# Ebay



## Wade E (Apr 10, 2011)

Well I had some Ebay bucks saved up and found Bellissima bottles new on there so bought 2 cases and paid $5.02 with shipping for them both! Now I can bottle the Chocolate Raspberry Port!


----------



## Runningwolf (Apr 10, 2011)

Holy Moley what a deal!


----------



## Tom (Apr 10, 2011)

Care to share??


----------



## Julie (Apr 10, 2011)

Nice score Wade


----------



## Flem (Apr 10, 2011)

WOW!!! Nice job!


----------



## Wade E (Apr 10, 2011)

Tom, that just gives me enough to bottle that batch! LOL


----------



## roadwarriorsvt (Apr 11, 2011)

Maybe Tom was referring to the E-bay link....


----------



## Wade E (Apr 11, 2011)

http://cgi.ebay.com/CASE-12-BELLISS...615?pt=LH_DefaultDomain_0&hash=item4cf4a50b9f

Normally I wouldnt buy them here but like I said I had some Ebay bucks!


----------



## roblloyd (Apr 11, 2011)

You must have had a lot of ebay bucks! Nice way to use them.


----------



## Tom (Apr 11, 2011)

roadwarriorsvt said:


> Maybe Tom was referring to the E-bay link....





Duh!!!


----------



## robie (Apr 11, 2011)

I gotta do something with my 3 gallons of the same port. I hate the idea of putting it in the 375 ml cheap green bottles, which many of us use for sampling. Also don't want to put port in 750ml wine bottles.

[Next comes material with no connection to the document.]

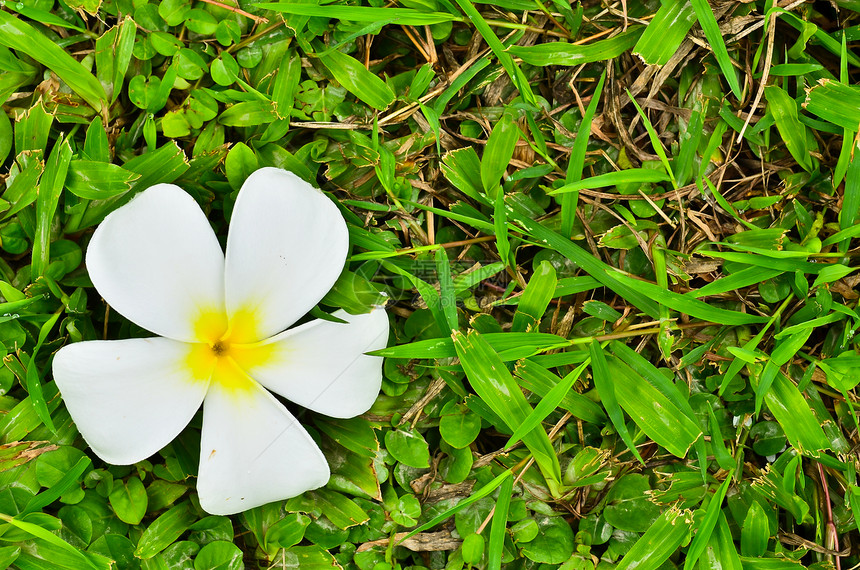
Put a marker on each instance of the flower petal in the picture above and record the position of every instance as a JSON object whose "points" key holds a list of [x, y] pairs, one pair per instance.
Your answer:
{"points": [[321, 365], [286, 248], [253, 451], [129, 398], [157, 262]]}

I have until August to decide. Wife (it's her port) wants to take a few bottles to a wedding.


----------



## Wade E (Apr 11, 2011)

I in no way meant that they were cheap and I almost never would have glass shiped via mail, its just a problem waiting to happen IMO. Its just that I had some Ebay bucks that needed to be spent or they expire and its the only thig I really needed. Its a good price fr the bottles but the shipping brings it right to what yoy would pay in store.


----------



## Runningwolf (Apr 11, 2011)

Robie, I would start shopping around for 350ml ice wine bottles. These would look best. We had found one place by Virginia Beach that was around ten dollars a case and eight for shipping. Anything under $20.00 is a very good price. You have a great wine so ensure you have the presentation to go along with it.


----------



## Wade E (Apr 11, 2011)

I just like these bottles the best, they sit on just about every rack very nicely and also stack nicely unlike most other 375's.


----------



## Sirs (Apr 14, 2011)

I like the Bellissima bottles myself I think they look nice only thnig is I can't get any clear ones for free all I can get are the olive green, brown and blue but the wine still looks good in them and it seems like it's a lot heavier glass


----------



## Runningwolf (Apr 14, 2011)

Holy bottles Sirs, I would collect all of those you can. If you don't use them I am sure Julie will snag them from you when she comes down.


----------



## ibglowin (Apr 14, 2011)

I have 6 gallons of Port aging and will split the bottles between Bellissima and 375 Olive Green with punt. I found the 375's at my LHBS and could not believe the quality for the $$. 

I have no idea who makes them but they are not the el cheapo regular green 375's without any punt.


----------



## Runningwolf (Apr 14, 2011)

Mike I have not ever seen those. I have no idea why, but I also prefer the bottles with punts. The do seem heavier duty.


----------



## ibglowin (Apr 14, 2011)

I know George doesn't carry these and these are a much darker color than the normal light green ones you can almost see through. Like I said I liked them so much I did not order from FVW they were just that nice.....

I got two cases of (24) for the same price as 2 cases of (12) Bellissima!

I'll see if there is a brand name on the box at lunch.


----------



## Wade E (Apr 14, 2011)

Got my clear Bellissima's in today with no breakage at all! I prefer the Dark Antique myself and the Cobalt Blue but for this price Ill take what I can get. For 375's I pretty much will only ever buy these again, they just stack on the racks so much better, at least on mine!


----------